Ma Barker Killed in Shootout
Agents swarmed the hideout on January 16, 1935, and a hours-long shootout ensued. When the gunsmoke cleared, Fred and Ma Barker were dead.
According to Hoover, Ma died with a Thompson submachine gun in her hands, defending Fred to the bitter end. Whether she actually fired a weapon remains a point of contention. Barker was 61.
But their deaths marked the collapse of the gang. Doc was sent to the former penitentiary on Alcatraz and fatally shot during an escape attempt in 1939. Karpis was captured in 1936.

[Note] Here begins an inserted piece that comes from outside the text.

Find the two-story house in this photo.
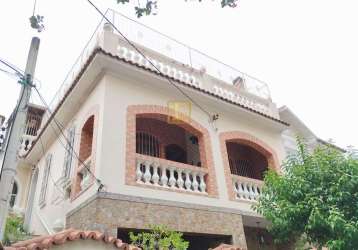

Before the shootout, Ma Barker had drawn little attention from law enforcement as a central figure in the gang. But after her death, Hoover characterized her as one of its criminal masterminds. Some believe he was justifying agents' violent killing an elderly woman, while others say the details of his agents confronting what Hoover characterized as a hardened criminal elevated the agency's image.
Karpis was sentenced to life in prison and would eventually become the longest-serving inmate at Alcatraz.
In later interviews and in his memoirs, Karpis repeatedly insisted that Ma Barker had no active role in the gang’s crimes, describing her as a harmless, clueless figure who enjoyed the comforts of their criminal earnings, but played no role in planning or executing any of the crimes.
She was “just an old fashioned woman from the Ozarks," Karpis noted. “With her personality, brains and style, it was impossible for Ma Barker to ever become the mastermind of the Karpis-Barker gang.”
That did little to stop the media from repeating the story of a ruthless, gun-toting matriarch leading a band of killers.
For decades after her death, Ma Barker was the public face of the gang, a symbol of moral decay and maternal failure. Some contend that while she might never have pulled a trigger, she was nonetheless complicit in the crimes themselves.